A handful of county Republican Party chairs recently told The Independent they'd seen Glenn in their areas more than any other candidate in the primary.
Glenn's name will be first on the ballot in the June 28 primary atop four other Republicans because of his winner-take-all victory during the April 9 Republican state convention. Also on the GOP ballot is former NFL quarterback Jack Graham, ex-lawmaker Jon Keyser, businessman Robert Blaha and former Aurora City Councilman Ryan Frazier. Ballots will start hitting mailboxes June 6. Each of them used the petition-gathering process to get on the ballot rather than the caucus-assembly process that Glenn used. (Keyser, Blaha and Frazier had to go to court to get on the ballot after their signatures were initially rejected by the Republican Secretary of State.)
With the Senate Conservatives Action PAC running ads for Glenn, he will join Blaha and Graham on TV screens across Colorado, along with incumbent Democratic U.S. Sen. Michael Bennet.
Glenn stunned political observers in April when he won 70 percent of the vote among Republican delegates to the state assembly, knocking out six of his rivals after giving a rousing speech. The TV ad supporting him, titled “Unapologetic,” uses footage from that barnburner. A radio ad running in Colorado also uses parts from his speech.

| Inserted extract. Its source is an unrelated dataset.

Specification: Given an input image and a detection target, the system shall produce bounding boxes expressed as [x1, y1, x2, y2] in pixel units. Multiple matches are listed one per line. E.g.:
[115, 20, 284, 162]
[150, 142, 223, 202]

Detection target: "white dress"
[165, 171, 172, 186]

Senate Conservative Action is the Super PAC arm of the Senate Conservatives Fund helmed by former Virginia Republican Attorney General Ken Cuccinelli. The group has had mixed results when backing anti-establishment Republican candidates around the country. Created in 2008 by ex-U.S. Sen. Jim DeMint of South Carolina (the group formed its Super PAC in 2012), SCF has taken on party leaders such as Republican Senate Majority Leader Mitch McConnell of Kentucky. In his memoir, McConnell called the group “the worst of the worst” after it backed his GOP primary opponent in 2014.
During a candidate's forum Thursday in Colorado Springs, Glenn touted his endorsement from SCF and said he would wear a sticker stating he would not vote for McConnell as majority leader if elected to the Senate. Glenn has also said Republicans don't need to reach across the aisle and work with Democrats, but rather lead themselves.
The Senate Conservatives group has been criticized by some Republicans for underwriting ultra-conservative candidates who win in GOP primaries but are deemed too extreme by voters in general elections, such as Christine O'Donnell in Delaware. But the group also helped make the careers of U.S. Sens. Rand Paul of Kentucky, Florida's Marco Rubio, Ted Cruz of Texas, and Mike Lee of Utah, among others. In 2010 the group backed Colorado's Ken Buck in his Republican primary for U.S. Senate. Buck lost to Bennet that fall.
A spokeswoman for the Senate Conservatives Fund said the PAC has already paid about $50,000 for the Glenn ads. That figure could rise before the June 28 primary.
*A previous version of this story misstated who SCF supported in a primary.